Counting echelon form matrices

Question

Can somebody explain me how to count the number of matrices $A ∈ M_m,_n(\mathbb Z_2)$ in reduced (that is, each column containing a leading 1 has zeros everywhere else) echelon form? For example the number of matrices $A ∈ M_2,_3(\mathbb Z_2)$ in reduced echelon form is $15$.

Answer 1

I suggest to define first the number $k$ of rows having a leading $1$. This number is in $[0, \min(m, n)]$ and the $k$ first rows of the matrix have a leading $1$. Then suppose that there are $\alpha_0$ columns before the first leading 1, then $\alpha_1$ columns between the first leading 1 and the second, etc.
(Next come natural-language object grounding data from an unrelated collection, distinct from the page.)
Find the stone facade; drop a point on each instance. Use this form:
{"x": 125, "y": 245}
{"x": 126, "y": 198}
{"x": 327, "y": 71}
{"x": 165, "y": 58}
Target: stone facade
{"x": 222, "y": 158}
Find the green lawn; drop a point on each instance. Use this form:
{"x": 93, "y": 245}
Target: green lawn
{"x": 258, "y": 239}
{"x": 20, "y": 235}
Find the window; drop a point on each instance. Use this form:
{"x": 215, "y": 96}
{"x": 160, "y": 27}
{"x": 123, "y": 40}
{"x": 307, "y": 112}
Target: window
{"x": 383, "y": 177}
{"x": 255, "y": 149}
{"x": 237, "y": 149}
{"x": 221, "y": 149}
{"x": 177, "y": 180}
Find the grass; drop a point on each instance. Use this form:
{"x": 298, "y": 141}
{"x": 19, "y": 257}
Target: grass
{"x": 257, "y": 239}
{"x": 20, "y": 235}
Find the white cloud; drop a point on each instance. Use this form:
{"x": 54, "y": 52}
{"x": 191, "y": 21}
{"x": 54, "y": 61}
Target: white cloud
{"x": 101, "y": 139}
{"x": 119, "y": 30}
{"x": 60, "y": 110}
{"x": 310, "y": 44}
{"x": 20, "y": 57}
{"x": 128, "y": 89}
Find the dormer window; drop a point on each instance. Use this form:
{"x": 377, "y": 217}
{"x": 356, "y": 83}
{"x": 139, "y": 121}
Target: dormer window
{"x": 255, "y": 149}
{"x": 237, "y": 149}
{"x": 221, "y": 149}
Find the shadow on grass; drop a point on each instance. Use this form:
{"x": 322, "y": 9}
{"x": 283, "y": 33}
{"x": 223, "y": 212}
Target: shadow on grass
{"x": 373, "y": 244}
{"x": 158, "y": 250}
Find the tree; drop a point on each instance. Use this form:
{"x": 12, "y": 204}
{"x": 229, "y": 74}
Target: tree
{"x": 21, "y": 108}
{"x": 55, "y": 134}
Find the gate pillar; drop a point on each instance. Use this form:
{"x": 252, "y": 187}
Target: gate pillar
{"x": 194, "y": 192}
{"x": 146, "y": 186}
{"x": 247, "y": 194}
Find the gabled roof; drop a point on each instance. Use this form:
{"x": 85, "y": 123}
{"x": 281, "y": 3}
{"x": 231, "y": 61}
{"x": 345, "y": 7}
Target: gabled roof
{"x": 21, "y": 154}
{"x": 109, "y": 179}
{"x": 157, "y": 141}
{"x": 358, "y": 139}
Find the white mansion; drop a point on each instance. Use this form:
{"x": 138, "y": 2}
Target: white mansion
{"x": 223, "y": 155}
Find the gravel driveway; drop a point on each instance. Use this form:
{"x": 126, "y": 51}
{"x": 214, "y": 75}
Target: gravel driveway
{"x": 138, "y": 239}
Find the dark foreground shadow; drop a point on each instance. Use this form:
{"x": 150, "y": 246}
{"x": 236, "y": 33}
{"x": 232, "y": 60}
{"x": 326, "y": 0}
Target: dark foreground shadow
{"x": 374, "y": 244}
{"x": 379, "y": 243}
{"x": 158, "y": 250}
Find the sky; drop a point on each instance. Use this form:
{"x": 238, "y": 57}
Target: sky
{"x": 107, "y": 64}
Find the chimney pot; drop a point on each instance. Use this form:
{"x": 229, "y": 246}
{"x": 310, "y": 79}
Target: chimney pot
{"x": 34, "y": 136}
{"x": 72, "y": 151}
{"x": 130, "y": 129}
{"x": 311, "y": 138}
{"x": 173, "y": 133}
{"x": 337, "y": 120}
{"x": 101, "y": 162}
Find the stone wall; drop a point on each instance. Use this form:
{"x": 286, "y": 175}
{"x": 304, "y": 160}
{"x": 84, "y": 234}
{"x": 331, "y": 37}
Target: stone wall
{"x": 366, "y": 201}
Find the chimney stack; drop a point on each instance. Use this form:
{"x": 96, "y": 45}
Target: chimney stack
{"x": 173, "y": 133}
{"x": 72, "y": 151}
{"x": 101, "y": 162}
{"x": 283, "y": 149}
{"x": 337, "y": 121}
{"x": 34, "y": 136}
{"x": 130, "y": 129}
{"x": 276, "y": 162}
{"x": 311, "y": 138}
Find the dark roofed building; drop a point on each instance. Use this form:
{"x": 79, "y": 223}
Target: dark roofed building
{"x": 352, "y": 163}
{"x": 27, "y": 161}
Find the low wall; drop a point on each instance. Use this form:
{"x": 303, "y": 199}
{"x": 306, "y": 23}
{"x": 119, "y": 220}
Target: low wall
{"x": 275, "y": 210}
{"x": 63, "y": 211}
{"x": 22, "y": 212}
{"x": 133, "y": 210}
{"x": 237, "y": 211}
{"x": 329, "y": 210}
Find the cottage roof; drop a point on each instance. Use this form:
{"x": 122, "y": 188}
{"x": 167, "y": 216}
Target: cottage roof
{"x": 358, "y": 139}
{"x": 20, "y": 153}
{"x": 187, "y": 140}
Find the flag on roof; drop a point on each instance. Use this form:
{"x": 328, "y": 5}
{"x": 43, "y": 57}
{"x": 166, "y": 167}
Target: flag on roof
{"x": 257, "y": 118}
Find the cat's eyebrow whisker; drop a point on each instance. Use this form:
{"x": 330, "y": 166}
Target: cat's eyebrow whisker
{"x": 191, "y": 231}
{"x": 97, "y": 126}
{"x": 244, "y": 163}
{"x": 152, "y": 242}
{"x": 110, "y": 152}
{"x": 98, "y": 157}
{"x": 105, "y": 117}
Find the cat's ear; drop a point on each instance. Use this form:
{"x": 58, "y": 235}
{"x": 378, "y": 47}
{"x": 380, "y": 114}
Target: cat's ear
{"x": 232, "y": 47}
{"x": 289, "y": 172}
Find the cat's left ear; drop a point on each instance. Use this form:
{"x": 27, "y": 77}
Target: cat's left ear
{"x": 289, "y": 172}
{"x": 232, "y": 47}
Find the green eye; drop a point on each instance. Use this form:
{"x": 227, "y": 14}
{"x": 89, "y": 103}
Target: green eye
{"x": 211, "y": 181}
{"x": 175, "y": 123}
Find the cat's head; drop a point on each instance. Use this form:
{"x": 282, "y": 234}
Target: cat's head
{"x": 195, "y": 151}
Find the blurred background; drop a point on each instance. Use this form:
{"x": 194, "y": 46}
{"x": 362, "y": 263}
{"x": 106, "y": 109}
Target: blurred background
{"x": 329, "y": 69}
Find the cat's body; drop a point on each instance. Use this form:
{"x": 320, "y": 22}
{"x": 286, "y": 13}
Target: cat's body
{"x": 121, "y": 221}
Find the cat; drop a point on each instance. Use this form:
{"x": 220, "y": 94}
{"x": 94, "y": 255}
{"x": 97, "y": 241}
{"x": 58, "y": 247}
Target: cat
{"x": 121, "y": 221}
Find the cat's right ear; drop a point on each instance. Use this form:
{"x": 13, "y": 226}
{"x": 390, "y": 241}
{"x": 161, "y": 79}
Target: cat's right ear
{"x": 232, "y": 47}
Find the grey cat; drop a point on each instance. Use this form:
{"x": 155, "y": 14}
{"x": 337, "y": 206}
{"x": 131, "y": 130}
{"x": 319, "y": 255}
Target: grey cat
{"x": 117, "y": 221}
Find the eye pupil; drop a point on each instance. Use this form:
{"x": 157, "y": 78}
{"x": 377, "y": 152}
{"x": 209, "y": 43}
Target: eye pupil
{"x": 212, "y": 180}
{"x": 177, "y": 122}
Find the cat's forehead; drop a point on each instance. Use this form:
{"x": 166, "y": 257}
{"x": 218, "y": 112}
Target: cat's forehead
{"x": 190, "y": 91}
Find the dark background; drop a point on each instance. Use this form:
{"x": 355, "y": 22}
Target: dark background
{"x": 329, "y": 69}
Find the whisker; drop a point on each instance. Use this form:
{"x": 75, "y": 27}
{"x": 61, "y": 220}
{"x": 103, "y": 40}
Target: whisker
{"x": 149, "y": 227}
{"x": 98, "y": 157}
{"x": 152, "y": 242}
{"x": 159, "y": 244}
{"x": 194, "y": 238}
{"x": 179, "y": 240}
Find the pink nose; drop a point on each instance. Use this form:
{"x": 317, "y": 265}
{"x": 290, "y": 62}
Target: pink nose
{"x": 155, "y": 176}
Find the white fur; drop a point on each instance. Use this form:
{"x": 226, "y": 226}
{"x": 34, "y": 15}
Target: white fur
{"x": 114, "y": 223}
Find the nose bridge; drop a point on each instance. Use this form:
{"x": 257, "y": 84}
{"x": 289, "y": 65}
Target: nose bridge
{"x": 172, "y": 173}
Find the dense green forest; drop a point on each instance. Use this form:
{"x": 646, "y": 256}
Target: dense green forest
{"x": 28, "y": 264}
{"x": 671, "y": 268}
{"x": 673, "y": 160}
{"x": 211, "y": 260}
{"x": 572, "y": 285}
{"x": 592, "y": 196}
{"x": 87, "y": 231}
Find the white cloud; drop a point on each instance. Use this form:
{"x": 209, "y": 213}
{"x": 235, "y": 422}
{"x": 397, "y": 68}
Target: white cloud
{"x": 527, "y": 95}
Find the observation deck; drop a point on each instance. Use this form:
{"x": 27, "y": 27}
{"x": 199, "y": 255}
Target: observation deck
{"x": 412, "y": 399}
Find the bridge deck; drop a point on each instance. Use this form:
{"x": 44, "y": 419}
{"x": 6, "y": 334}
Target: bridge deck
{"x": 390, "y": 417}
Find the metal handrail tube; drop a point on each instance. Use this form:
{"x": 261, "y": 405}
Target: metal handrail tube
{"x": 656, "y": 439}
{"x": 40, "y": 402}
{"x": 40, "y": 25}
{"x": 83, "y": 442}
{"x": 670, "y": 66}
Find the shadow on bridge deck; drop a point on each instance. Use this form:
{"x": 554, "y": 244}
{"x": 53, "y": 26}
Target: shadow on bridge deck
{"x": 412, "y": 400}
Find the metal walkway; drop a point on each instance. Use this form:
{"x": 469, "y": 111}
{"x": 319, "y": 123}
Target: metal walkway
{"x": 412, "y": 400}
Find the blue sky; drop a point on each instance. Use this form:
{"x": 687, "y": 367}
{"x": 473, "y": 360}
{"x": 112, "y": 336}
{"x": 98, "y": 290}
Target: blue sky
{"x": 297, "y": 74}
The total number of columns is $n = k + \sum_{i=0}^k \alpha_i$. It follows that the total number of matrices should be \begin{equation} \nu(m, n) = \sum_{k=0}^{\min(m, n)}\sum_{\sum_{p=0}^k\alpha_p = n-k}2^{\sum_{p=0}^k p\ \alpha_p} \end{equation} In the example of $\nu(2, 3)$, the above formula gives \begin{equation}\nu(2, 3) = (2^0) + (2^2+2^1+2^0) + (2^2+2^1+2^0)=15 \end{equation}